President Trump’s administration should not flinch from military cooperation with Taiwan, despite a dramatic warning from China, according to a pair of Republican senators.

“I take Beijing’s threats to use military force against Taiwan seriously,” Sen. Tom Cotton, R-Ark., said Monday. “That's why I urge both the president and Congress to accelerate the sale of defensive weapons to Taiwan, as well as to bring Taiwan into joint military exercises with the United States.”

Such cooperation has alarmed Chinese officials for years, but the Communist power has launched a particularly-aggressive campaign against congressional legislation that would allow for the United States and Taiwanese navies to visit each other’s ports, among other defense cooperation plans. Congress ignored that pressure, but leading to a new threat from the Chinese Foreign Ministry.

“The day that a U.S. Navy vessel arrives in [a Taiwanese port], is the day that our People’s Liberation Army unites Taiwan with military force,” Chinese embassy Minister Li Kexin said last week during an event attended by Chinese and Taiwanese students, per the Taiwan News.

The Communist Party of China regards Taiwan, a strategically-important island off its eastern coast, as a breakaway province — the last stronghold of the nationalist government overthrown by the Chinese communists after the World War II. Taiwan functions as an independent state with friendly, if unofficial, ties with the United States. But it has not formally been recognized as a nation eligible for membership at the United Nations, for instance.

“Every day that Taiwan exists, that proves that you can have a democratic Chinese state and that's a threat to the (Communist Party of) China,” as a GOP aide explained.

Sen. Marco Rubio, R-Fla., agreed the United States should rebuff the latest threat.

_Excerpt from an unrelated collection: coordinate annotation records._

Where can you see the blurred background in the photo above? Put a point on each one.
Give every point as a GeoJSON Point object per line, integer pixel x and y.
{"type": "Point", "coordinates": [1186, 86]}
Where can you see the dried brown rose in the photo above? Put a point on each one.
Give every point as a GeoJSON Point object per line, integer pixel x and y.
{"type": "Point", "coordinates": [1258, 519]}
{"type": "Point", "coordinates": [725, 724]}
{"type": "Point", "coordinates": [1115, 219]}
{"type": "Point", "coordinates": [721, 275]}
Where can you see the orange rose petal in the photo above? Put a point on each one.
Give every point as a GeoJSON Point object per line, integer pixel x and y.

“The United States and Taiwan, a democratic ally, have long had a security relationship,” Rubio, who co-chairs the Congressional-Executive Commission on China, told the Washington Examiner. “This year’s Defense Authorization Act clearly calls for the Navy to strengthen our partnership with Taiwan. I support the provisions in the act.”

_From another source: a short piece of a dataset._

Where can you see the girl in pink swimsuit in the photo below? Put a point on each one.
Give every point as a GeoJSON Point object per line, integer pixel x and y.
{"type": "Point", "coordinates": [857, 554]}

China has made aggressive efforts to police the waterways in its vicinity in recent years, most notably asserting sovereignty over much of the South China Sea, one of the most vital shipping lanes in the world. Some lawmakers see the moves as part of a plan to bring Taiwan to heel.

"If you look at what China is doing in the South China Sea ... they're boxing in Taiwan,” Rep. Ted Yoho, R-Fla., the top Republican on the House Foreign Affairs subcommittee for the Asia-Pacific region, told the Washington Examiner in June. "They're definitely prepping for [conflict].”

Cotton wants the United States to keep helping Taiwan’s preparations.

“We can't afford to take Beijing’s saber-rattling lightly,” he said.